The growing Chinese assertiveness, ambition and muscle is a reality that can’t be overlooked, especially by New Delhi, which has fraught bilateral relations with Beijing, despite the May 2018 Wuhan summit. The Chinese economy is now five times that of India’s and the gap is increasing. Even to maintain the status quo, India needs to grow at 10 per cent and China at two per cent annually, which is inconceivable any time in the foreseeable future. China’s money power and influence peddling is evident in South Asia and Africa, a continent with which India has traditionally enjoyed warm ties. Beijing is busy developing a blue-water navy for the first time in its history and setting up military bases around India in Pakistan (Gwadar) and Djibouti.
On issues of importance and concern to India like permanent membership of the UN Security Council and terrorism emanating from Pakistan, Brics (China and even Russia) has at best been paying lip service. Over 10 years the formulation of joint statements has more or less remained the same: “China and Russia reiterate the importance they attach to the status and role of Brazil, India and South Africa in international affairs and support their aspiration to play a greater role in the UN” (Xiamen summit 2017). For the first time, the Xiamen declaration “express(ed) concern on the — violence caused by the Taliban, ISIL/Daesh, the Haqqani Network, Lashkar-e-Tayyaba, Jaish-e-Mohammad, TTP and Hizbut-Tahrir”. Pakistan was not named. The impact, if any, is yet to be seen.

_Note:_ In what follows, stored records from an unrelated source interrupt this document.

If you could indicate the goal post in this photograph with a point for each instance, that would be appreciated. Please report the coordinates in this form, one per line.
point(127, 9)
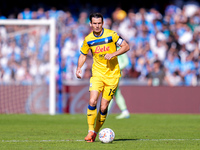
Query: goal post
point(52, 54)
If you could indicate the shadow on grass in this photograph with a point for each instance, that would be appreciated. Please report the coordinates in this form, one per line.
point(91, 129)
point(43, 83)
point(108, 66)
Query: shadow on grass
point(126, 139)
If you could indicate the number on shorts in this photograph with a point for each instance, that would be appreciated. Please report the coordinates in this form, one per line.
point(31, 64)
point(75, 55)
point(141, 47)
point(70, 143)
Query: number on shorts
point(111, 93)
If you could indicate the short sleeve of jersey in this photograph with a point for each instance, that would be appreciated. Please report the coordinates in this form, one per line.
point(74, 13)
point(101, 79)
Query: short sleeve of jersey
point(117, 39)
point(85, 48)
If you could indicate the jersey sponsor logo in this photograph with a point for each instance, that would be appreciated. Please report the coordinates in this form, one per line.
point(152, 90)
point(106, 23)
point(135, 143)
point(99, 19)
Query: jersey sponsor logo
point(100, 41)
point(102, 49)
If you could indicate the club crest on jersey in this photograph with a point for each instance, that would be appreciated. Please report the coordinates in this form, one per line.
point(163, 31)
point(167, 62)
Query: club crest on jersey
point(106, 40)
point(101, 49)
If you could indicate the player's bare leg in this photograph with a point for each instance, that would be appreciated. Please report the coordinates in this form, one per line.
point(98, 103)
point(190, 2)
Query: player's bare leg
point(91, 116)
point(101, 117)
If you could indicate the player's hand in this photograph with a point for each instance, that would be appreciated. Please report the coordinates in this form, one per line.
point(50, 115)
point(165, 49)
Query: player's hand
point(108, 56)
point(78, 73)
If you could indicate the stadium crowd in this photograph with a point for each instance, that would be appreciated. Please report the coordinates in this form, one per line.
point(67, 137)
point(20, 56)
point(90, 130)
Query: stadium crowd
point(171, 39)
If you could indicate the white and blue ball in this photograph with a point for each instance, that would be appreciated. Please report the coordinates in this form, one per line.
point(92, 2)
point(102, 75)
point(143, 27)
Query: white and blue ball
point(106, 135)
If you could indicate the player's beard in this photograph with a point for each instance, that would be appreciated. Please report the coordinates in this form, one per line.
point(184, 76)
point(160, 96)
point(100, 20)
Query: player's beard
point(98, 31)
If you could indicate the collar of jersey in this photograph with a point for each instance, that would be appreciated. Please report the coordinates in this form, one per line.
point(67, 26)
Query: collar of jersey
point(100, 34)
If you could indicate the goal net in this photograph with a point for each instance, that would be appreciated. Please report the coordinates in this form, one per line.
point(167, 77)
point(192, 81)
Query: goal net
point(27, 66)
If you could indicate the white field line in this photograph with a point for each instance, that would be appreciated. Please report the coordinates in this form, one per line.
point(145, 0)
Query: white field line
point(21, 141)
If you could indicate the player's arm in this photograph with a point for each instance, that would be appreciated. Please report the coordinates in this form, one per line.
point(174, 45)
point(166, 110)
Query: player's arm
point(124, 48)
point(81, 61)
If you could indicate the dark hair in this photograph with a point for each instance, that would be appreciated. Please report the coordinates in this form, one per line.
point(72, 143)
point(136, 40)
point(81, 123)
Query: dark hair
point(96, 15)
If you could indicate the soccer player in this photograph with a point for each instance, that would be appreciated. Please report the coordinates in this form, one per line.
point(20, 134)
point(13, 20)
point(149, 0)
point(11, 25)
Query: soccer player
point(123, 62)
point(105, 70)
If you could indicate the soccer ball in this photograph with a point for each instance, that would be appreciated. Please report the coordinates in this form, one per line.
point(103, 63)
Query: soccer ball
point(106, 135)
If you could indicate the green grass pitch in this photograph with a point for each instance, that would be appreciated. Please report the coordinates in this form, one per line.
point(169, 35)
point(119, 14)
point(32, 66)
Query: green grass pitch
point(139, 132)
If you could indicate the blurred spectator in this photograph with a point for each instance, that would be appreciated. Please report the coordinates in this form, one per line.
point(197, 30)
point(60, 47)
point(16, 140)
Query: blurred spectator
point(157, 76)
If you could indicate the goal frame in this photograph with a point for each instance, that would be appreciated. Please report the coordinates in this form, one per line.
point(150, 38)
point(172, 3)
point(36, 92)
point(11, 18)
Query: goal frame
point(52, 42)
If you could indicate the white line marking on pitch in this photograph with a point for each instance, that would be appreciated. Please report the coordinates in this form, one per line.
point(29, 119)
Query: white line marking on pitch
point(18, 141)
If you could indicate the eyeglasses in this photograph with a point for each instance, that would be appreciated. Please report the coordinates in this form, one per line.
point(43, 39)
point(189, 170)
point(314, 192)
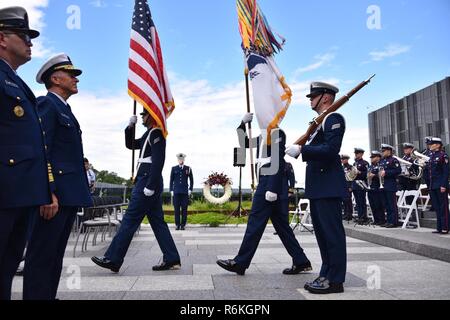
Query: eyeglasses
point(24, 36)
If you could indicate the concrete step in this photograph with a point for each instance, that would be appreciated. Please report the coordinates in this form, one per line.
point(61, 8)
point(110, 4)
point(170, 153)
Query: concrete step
point(417, 241)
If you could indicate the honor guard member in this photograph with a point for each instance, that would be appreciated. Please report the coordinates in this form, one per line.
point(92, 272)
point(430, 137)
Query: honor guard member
point(48, 241)
point(26, 177)
point(270, 201)
point(145, 200)
point(325, 188)
point(405, 182)
point(347, 200)
point(390, 169)
point(375, 194)
point(438, 168)
point(358, 191)
point(181, 190)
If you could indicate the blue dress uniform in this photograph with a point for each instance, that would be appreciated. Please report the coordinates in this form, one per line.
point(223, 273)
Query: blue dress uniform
point(149, 175)
point(392, 168)
point(347, 199)
point(325, 188)
point(375, 194)
point(438, 168)
point(358, 191)
point(277, 211)
point(179, 177)
point(26, 179)
point(48, 241)
point(24, 171)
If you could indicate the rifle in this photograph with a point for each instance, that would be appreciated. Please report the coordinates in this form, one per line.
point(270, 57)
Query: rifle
point(335, 106)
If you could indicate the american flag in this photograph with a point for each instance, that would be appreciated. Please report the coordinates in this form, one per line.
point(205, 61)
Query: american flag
point(147, 79)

That said, while trilateral forums like RIC (Russia, India and China) and IBSA (India, Brazil and South Africa) have perhaps outlived their utility, Brics is steadily gaining in salience. India is rightly giving it due importance and has stayed fully engaged. However, New Delhi does need to guard against the inevitable Chinese attempts to hijack the Brics agenda. In time, there may be a good case for admitting tiger economies like South Korea and Indonesia to further expand the role, reach and standing of Brics.